Ese día, el Imperio había concentrado una gran porción de sus fuerzas en esta operación, en un intento por detener el avance enemigo hacia Ofirion, una de las capitales provinciales del vasto Estado humano, que también fungía como un centro comercial de primer nivel.

Las esperanzas de vencer eran pocas, pero aún así estábamos motivados. Puede que esto se debiera al hecho de que, con todo, éramos humanos, y no deseábamos caer bajo el dominio de unas bestias que, se decía, se alimentaban de la carne de nuestros semejantes.

Recuerdo el momento en que todo explotó. De un momento a otro, varios buques imperiales y un enorme portacazas, aparecieron en nuestro horizonte. Eran mucho más grandes que las naves piratas en que viajábamos, pero también más lentos y menos maniobrables.

Cuando el enemigo se percató de nuestra presencia, una gran flota de sus bionaves se dirigió en nuestra dirección, con el fin de hacernos frente.

La batalla fue larga, y difícil. Fui testigo de cómo una de esas estrellas de mar de las que tanto se hablaba devoraba como si fueran caramelos a cinco de mis compañeros, que habían cometido el error de acercarse demasiado al casco de la nave. Pero, contra todo pronóstico, los alienígenas habían subestimado nuestro número, y no tardaron en verse lo bastante abrumados para tener que retroceder, y abandonar el sistema.

Como podrá imaginar el lector, nuestro júbilo era tan grande como nuestra consternación.
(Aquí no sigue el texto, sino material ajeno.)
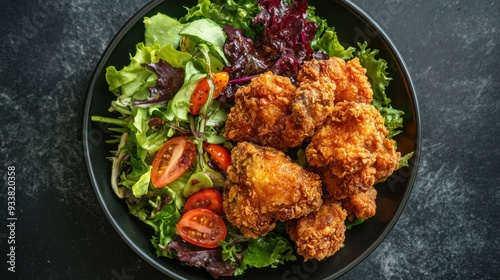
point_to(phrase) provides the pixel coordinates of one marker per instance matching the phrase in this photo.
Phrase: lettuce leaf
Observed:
(158, 211)
(266, 251)
(163, 30)
(326, 39)
(239, 15)
(270, 250)
(376, 70)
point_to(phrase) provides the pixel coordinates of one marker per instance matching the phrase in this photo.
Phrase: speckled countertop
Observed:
(449, 229)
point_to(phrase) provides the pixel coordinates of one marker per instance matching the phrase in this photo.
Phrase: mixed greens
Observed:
(154, 94)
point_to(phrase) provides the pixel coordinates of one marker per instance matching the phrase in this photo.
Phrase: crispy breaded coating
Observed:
(361, 205)
(352, 150)
(261, 111)
(349, 78)
(263, 186)
(321, 233)
(314, 103)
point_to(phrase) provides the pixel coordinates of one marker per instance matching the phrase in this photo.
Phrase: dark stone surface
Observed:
(449, 229)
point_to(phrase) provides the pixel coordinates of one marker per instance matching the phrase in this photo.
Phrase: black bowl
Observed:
(352, 26)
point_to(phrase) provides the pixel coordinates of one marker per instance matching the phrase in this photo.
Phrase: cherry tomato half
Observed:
(219, 155)
(202, 227)
(209, 198)
(200, 93)
(174, 158)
Pero la verdadera sorpresa no ocurrió entonces. Tampoco ocurrió cuando yo y otros hombres fuimos enviados a tierra, en un intento por comprobar el estado de los habitantes de una de estas ciudades subterráneas.

No nos impactó demasiado el colosal tamaño de las colmenas que las bionaves habían erigido para sus amos, ni el hecho de encontrar en ellas a miles de sus huevos.

Lo que realmente nos sorprendió fue la manera en que, cuando ya estábamos a punto de aterrizar, varios hombres salieran del interior de la ciudad… para dispararnos.

La artillería logró derribar una de las naves de exploración, y el resto tuvo que huir. Todos nos sentimos profundamente impactados. Se especuló con que los invasores hubiesen, de alguna manera, tomado control de las mentes de esos pobres hombres y mujeres, que rechazaban fervorosamente nuestra presencia en el lugar. Pero no llegamos a conocer la respuesta.

Unas horas más tarde, el mundo fue bombardeado con armas nucleares. Nunca sabré qué fue lo que movió a esta gente a luchar contra su propia estirpe. Pero a veces, cuando voy a dormir, me pregunto si acaso estaremos peleando en el bando equivocado.

Los soldados nativos que vi no estaban malnutridos, ni excesivamente gordos. Se veían saludables, y estaban vestidos con uniformes de la policía local en perfecto estado.

Me cuestiono también el por qué el Imperio no se molestó en averiguar en profundidad qué sucedía, o si lo hizo, por qué no lo informó.

Tal vez, es un error ser los perros del emperador. Después de todo, los perros siempre acaban limitándose a comer de las migajas que caen de la mesa de sus amos.